Jinhao Duan,Hua Xu,Xiaozhu Lin,Shangchao Zhu,Yuanze Du
DOI: https://doi.org/10.1016/j.imavis.2020.103988
IF: 3.86
2020-12-01
Image and Vision Computing
Abstract:<p>Capturing long-range dependencies has proven effective on video understanding tasks. However, previous works address this problem in a pixel pairs manner, which might be inaccurate since pixel pairs contain too limited semantic information. Besides, considerable computations and parameters will be introduced in those methods. Following the pattern of features aggregation in Graph Convolutional Networks (GCNs), we aggregate pixels with their neighbors into semantic units, which contain stronger semantic information than pixel pairs. We designed an efficient, parameter-free, semantic units-based dependencies capturing framework, named as Multi-semantic Long-range Dependencies Capturing (MLDC) block. We verified our methods on large-scale challenging video classification benchmark, such as Kinetics. Experiments demonstrate that our method highly outperforms pixel pairs-based methods and achieves the state-of-the-art performance, without introducing any parameters and much computations.</p>
computer science, artificial intelligence, theory & methods,engineering, electrical & electronic, software engineering,optics
What problem does this paper attempt to address?

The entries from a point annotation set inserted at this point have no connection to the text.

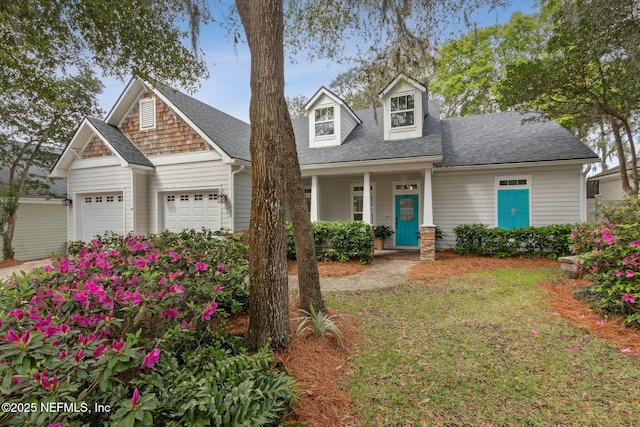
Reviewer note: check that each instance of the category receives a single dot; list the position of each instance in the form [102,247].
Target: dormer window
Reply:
[402,111]
[324,121]
[147,113]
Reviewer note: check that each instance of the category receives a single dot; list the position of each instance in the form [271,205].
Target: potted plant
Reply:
[381,233]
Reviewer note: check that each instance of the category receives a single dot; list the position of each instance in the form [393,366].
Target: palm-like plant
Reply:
[318,324]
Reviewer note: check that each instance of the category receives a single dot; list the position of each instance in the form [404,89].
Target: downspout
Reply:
[232,195]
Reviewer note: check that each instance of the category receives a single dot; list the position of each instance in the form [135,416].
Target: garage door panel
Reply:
[191,210]
[100,213]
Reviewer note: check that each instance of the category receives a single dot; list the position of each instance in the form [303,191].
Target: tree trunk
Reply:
[624,177]
[308,276]
[263,21]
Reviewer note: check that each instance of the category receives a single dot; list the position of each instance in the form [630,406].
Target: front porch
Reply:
[399,200]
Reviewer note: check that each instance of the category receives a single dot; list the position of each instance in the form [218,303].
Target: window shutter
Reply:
[147,113]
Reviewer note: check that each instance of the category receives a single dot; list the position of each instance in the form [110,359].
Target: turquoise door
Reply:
[407,220]
[513,208]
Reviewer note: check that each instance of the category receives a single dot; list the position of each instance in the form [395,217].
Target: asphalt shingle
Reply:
[129,152]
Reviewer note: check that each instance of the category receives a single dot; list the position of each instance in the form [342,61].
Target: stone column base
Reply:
[427,243]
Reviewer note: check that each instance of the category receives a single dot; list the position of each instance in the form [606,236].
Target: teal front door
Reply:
[513,209]
[407,220]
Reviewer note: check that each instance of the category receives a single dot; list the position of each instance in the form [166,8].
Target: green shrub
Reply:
[124,322]
[338,241]
[609,254]
[479,239]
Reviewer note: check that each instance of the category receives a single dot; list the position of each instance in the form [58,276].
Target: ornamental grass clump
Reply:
[609,254]
[319,324]
[100,336]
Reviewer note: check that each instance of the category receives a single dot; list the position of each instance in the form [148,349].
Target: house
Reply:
[41,224]
[604,188]
[162,160]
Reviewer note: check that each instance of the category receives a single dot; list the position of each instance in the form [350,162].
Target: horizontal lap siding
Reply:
[99,180]
[186,177]
[467,197]
[41,229]
[242,200]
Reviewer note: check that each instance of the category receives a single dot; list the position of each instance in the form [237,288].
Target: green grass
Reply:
[461,353]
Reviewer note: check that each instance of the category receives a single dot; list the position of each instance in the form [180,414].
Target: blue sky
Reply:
[227,88]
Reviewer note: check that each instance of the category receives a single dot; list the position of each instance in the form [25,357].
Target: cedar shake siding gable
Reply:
[96,148]
[120,144]
[170,135]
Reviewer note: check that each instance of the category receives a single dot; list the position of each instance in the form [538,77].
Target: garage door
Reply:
[191,210]
[101,213]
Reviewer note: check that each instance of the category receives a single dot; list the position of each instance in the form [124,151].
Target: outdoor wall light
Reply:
[222,198]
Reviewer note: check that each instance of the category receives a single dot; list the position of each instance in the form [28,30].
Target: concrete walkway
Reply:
[389,268]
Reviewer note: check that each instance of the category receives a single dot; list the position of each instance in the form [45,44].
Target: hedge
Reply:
[479,239]
[338,241]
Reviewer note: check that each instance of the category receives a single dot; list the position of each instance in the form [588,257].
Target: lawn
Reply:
[483,349]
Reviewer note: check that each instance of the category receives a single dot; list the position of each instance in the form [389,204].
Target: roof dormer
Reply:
[330,119]
[405,107]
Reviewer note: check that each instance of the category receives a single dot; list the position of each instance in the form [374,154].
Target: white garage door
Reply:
[101,213]
[191,210]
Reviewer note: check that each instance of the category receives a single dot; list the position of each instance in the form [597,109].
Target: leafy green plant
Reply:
[338,241]
[609,254]
[318,324]
[479,239]
[382,231]
[124,319]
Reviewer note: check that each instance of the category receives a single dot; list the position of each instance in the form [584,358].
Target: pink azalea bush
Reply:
[115,323]
[609,254]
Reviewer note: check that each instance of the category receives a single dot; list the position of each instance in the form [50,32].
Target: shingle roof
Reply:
[366,141]
[227,132]
[504,138]
[129,152]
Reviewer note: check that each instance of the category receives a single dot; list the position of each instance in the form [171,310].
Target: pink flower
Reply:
[176,289]
[135,399]
[17,313]
[170,314]
[629,298]
[117,345]
[151,358]
[209,310]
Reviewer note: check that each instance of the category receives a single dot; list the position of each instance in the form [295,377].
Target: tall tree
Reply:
[588,77]
[48,53]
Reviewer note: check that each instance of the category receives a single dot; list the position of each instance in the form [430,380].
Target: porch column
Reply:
[427,208]
[427,229]
[314,199]
[366,199]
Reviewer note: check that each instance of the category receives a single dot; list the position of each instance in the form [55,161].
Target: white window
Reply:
[147,113]
[324,121]
[357,202]
[402,111]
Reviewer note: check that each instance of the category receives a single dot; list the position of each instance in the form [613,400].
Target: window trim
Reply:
[355,192]
[406,110]
[145,105]
[332,120]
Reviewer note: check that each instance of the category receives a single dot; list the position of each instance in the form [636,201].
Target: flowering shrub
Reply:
[609,253]
[99,337]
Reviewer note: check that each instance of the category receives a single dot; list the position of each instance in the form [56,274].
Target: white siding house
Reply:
[164,160]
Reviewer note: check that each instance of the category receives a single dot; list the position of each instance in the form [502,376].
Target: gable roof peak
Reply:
[401,78]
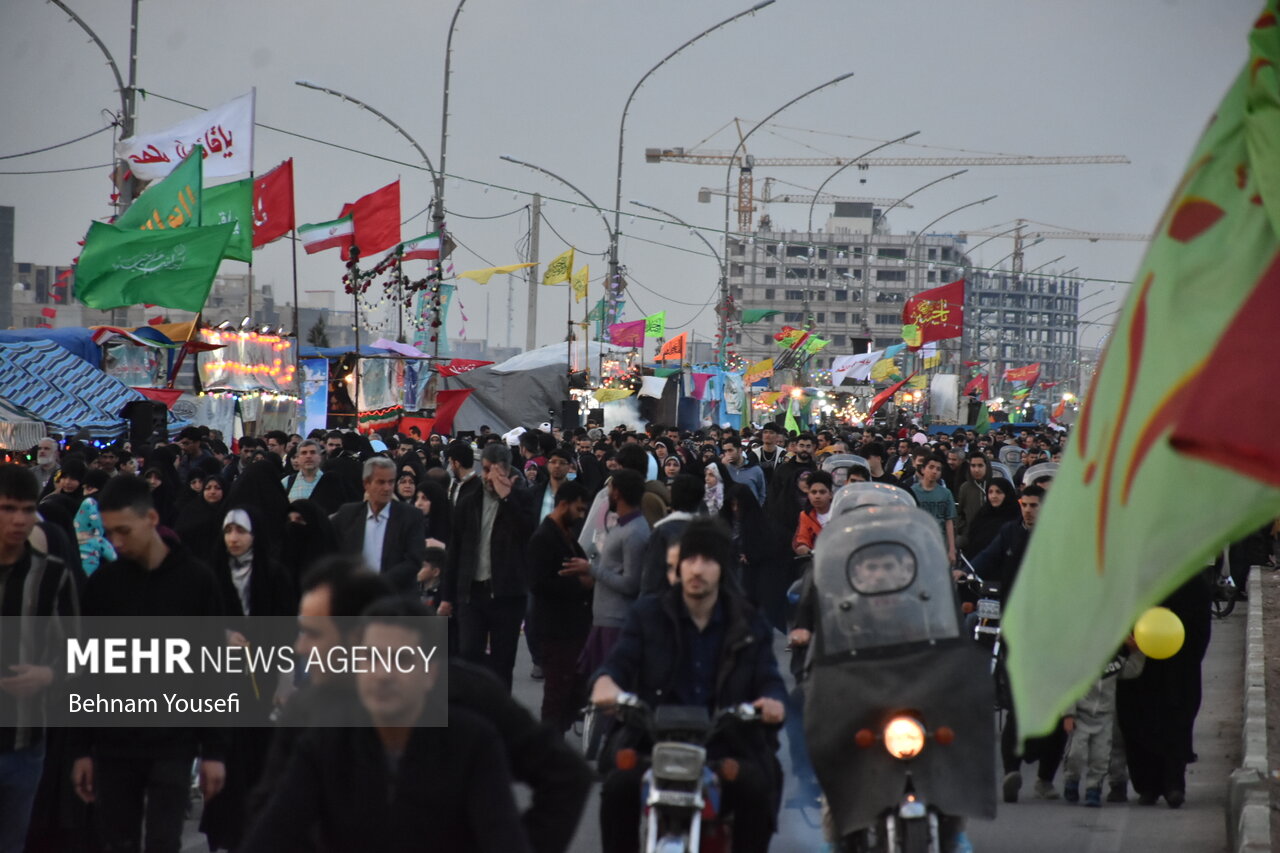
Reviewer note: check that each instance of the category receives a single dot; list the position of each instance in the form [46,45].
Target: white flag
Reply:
[225,132]
[856,366]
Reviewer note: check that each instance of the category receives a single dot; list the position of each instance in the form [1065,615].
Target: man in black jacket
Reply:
[485,575]
[699,644]
[387,533]
[562,602]
[142,775]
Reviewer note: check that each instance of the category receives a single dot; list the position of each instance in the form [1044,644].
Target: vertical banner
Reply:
[315,393]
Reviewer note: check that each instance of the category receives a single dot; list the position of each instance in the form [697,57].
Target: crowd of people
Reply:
[654,561]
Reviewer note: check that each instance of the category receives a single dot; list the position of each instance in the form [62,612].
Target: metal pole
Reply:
[531,323]
[728,173]
[622,127]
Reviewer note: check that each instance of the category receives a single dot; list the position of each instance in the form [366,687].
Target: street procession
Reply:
[526,488]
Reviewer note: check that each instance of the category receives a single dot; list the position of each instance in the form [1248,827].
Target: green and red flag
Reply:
[173,201]
[1151,487]
[933,315]
[172,268]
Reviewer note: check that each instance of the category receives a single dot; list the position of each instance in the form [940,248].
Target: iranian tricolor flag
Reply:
[426,247]
[327,235]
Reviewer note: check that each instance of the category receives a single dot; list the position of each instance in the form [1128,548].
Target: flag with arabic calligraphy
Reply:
[232,203]
[173,203]
[225,133]
[169,268]
[1151,488]
[933,315]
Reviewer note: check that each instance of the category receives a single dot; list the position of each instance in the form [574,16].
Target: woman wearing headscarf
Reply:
[1000,509]
[309,536]
[200,520]
[254,585]
[433,501]
[714,478]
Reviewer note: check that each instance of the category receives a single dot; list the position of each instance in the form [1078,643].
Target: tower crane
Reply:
[746,164]
[1020,235]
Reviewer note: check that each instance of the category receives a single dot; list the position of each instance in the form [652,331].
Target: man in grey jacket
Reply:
[617,569]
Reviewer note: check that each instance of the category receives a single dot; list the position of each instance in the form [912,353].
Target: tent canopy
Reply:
[41,381]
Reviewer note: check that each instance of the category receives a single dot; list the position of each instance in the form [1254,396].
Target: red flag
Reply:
[447,404]
[458,366]
[673,349]
[885,396]
[981,383]
[376,220]
[1028,374]
[273,204]
[937,314]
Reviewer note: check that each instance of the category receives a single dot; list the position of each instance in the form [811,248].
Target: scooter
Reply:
[680,794]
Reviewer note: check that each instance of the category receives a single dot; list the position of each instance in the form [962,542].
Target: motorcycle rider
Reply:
[699,644]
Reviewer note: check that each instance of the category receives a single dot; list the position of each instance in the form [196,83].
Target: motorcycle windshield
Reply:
[881,579]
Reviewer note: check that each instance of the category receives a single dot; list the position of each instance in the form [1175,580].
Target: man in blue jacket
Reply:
[699,644]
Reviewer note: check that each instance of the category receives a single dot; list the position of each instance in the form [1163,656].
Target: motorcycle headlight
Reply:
[679,761]
[904,737]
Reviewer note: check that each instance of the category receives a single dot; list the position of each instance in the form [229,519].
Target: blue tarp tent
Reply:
[45,382]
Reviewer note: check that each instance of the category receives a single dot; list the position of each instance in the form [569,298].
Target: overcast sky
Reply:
[545,82]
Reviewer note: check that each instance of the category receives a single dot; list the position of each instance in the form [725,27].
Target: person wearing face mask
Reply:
[254,584]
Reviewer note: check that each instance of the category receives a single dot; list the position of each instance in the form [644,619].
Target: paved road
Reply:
[1037,825]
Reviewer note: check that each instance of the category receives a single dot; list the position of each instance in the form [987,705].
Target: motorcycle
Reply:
[680,793]
[897,705]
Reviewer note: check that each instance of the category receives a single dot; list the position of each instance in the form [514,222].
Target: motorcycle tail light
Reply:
[904,737]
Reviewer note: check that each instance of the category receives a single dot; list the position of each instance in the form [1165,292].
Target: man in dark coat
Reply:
[699,644]
[387,533]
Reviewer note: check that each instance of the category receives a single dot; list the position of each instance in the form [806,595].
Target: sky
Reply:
[545,82]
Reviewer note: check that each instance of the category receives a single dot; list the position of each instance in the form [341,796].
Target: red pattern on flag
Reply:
[447,404]
[937,313]
[375,219]
[273,204]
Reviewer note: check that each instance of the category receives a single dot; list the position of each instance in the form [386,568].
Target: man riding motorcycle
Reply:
[698,644]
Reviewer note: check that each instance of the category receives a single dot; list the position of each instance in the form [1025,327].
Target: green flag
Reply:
[656,325]
[790,423]
[172,203]
[170,268]
[982,424]
[1152,487]
[232,203]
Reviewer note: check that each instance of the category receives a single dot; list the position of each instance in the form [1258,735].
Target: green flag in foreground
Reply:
[172,203]
[1138,507]
[232,203]
[170,268]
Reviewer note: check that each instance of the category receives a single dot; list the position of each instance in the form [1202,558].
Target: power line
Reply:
[50,147]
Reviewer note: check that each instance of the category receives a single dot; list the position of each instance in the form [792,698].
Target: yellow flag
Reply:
[560,269]
[483,276]
[581,276]
[883,369]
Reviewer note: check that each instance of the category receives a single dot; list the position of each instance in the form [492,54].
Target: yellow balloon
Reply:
[1159,633]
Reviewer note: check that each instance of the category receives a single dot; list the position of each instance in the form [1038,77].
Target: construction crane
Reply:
[1020,235]
[746,164]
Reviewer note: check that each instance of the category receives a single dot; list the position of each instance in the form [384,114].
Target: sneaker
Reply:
[1013,784]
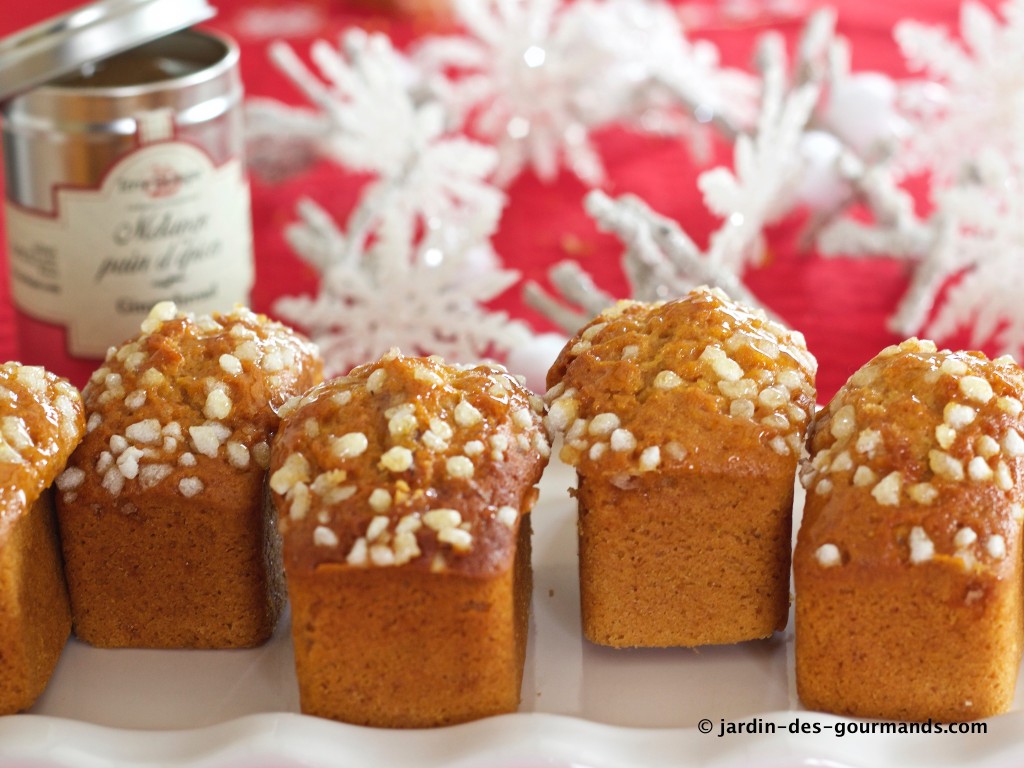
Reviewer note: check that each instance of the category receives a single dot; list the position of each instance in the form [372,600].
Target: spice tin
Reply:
[125,179]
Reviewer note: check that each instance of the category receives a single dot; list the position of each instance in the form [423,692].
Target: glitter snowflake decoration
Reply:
[976,93]
[413,266]
[968,253]
[535,77]
[660,260]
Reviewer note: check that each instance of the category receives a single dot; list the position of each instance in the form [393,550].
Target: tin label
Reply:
[164,224]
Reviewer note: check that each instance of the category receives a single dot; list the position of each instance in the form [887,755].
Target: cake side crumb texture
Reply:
[403,493]
[907,565]
[41,422]
[168,538]
[684,420]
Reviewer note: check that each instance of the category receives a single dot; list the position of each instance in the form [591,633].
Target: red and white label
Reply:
[164,224]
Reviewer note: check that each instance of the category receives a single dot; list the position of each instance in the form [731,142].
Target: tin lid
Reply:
[66,43]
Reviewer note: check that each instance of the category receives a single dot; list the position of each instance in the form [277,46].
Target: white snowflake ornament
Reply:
[977,94]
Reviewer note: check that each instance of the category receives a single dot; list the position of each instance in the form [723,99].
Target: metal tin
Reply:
[125,186]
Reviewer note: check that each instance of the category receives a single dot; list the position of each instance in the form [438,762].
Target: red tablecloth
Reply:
[840,304]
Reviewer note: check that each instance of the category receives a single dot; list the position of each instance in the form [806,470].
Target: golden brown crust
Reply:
[920,439]
[35,615]
[41,421]
[361,636]
[166,491]
[684,420]
[909,550]
[619,386]
[408,462]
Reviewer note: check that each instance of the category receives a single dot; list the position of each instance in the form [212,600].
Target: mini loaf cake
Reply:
[907,567]
[684,421]
[41,422]
[168,539]
[403,493]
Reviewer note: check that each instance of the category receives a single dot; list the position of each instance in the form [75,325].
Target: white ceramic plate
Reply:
[583,707]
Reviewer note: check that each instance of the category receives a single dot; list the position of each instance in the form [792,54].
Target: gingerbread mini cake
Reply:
[907,567]
[168,539]
[403,492]
[684,420]
[41,422]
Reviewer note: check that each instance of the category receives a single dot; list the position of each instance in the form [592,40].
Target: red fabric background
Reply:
[840,304]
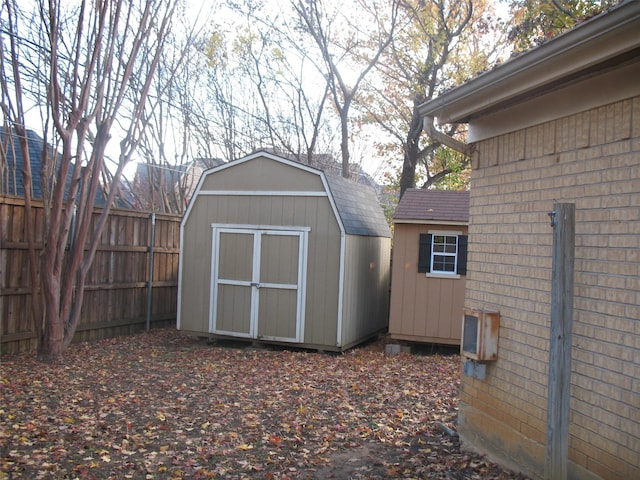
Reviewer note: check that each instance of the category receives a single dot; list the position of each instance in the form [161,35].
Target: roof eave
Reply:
[586,46]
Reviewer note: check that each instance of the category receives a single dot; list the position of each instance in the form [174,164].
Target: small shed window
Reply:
[443,253]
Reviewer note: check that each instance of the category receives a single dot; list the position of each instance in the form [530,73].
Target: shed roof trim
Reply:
[587,48]
[355,204]
[446,206]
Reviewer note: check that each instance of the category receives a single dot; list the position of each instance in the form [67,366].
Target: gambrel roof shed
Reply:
[277,251]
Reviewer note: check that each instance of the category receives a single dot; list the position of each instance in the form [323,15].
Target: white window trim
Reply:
[450,233]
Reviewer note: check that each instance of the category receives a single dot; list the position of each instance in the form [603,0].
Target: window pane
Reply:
[444,252]
[444,263]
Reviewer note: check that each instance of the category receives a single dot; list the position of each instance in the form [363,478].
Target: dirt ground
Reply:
[162,405]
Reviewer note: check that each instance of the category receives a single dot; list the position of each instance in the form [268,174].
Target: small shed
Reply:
[429,266]
[277,251]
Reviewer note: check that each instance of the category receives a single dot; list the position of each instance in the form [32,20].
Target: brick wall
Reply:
[593,160]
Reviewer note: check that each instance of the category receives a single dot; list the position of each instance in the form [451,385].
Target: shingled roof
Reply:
[358,207]
[418,205]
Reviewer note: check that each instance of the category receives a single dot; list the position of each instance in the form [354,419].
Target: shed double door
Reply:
[258,283]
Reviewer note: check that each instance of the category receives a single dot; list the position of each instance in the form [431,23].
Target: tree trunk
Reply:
[344,144]
[51,341]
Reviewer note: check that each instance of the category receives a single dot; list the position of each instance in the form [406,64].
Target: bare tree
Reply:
[440,46]
[90,57]
[347,50]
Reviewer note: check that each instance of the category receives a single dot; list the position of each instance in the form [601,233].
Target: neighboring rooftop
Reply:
[417,205]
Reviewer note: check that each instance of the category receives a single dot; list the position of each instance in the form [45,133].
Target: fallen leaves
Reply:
[185,409]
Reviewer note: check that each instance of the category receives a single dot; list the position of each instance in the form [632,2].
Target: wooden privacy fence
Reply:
[119,299]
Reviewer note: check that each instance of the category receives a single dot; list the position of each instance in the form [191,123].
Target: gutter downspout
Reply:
[429,127]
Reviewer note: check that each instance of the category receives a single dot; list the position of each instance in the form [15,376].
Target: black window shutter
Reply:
[424,253]
[463,241]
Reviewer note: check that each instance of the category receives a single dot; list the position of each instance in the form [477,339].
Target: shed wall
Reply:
[323,256]
[366,287]
[423,309]
[593,160]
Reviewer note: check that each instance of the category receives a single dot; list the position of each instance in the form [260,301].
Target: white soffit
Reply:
[582,51]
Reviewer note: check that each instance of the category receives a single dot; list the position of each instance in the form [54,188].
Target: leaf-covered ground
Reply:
[163,405]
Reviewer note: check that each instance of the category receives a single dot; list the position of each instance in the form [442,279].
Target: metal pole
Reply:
[562,271]
[150,282]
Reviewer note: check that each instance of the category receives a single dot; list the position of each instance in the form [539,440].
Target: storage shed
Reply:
[277,251]
[429,266]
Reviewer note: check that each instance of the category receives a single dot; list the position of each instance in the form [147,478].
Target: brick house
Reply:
[429,266]
[559,123]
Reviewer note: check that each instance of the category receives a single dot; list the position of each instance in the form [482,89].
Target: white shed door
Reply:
[258,283]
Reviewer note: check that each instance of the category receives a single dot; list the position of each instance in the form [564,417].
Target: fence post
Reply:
[562,270]
[150,283]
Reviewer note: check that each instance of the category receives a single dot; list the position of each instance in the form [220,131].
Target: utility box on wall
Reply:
[480,334]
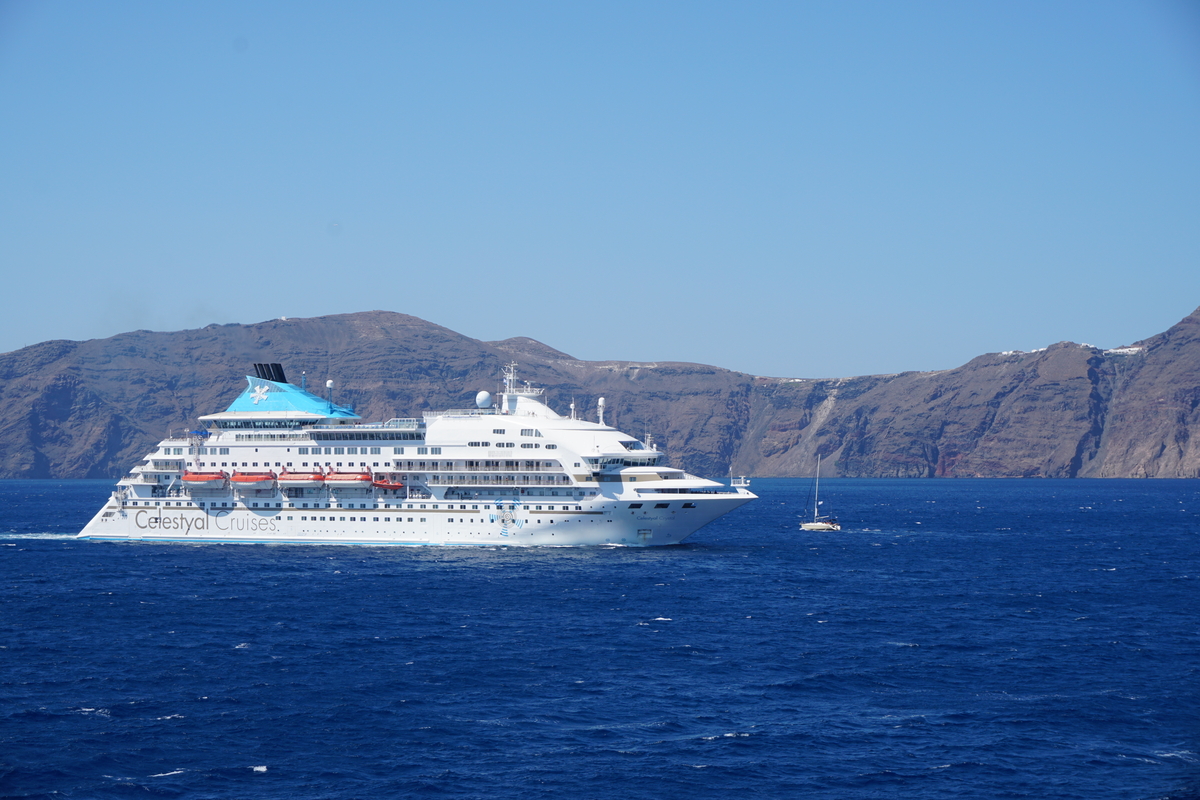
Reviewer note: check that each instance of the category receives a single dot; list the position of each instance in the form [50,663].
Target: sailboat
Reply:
[819,522]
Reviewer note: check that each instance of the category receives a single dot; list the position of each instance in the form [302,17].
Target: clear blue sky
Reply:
[786,188]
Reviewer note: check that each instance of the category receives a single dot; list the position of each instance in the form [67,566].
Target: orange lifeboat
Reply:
[203,479]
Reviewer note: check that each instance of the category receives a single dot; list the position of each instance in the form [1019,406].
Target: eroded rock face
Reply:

### Problems the Paper Attempts to Solve The paper aims to address the issue of capturing long-range dependencies in video representation learning. Specifically: 1. **Problems with Existing Methods**: - Current methods typically model long-range dependencies through pixel pairs, which may not be precise enough as pixel pairs contain limited information. - Pixel-based methods require a large amount of computational resources and parameters, leading to inefficiency. 2. **Proposed New Method**: - The paper proposes a new framework called the Multi-semantic Long-range Dependencies Capturing (MLDC) block. - This framework captures more reliable long-range dependencies by aggregating adjacent pixels into semantic units. - The MLDC block not only improves the ability to capture dependencies but also does not introduce additional parameters and extensive computation. Through this method, the paper validates its effectiveness on large-scale video classification benchmarks (such as the Kinetics dataset) and demonstrates significantly better performance compared to pixel-pair-based methods and other mainstream 2D/3D networks.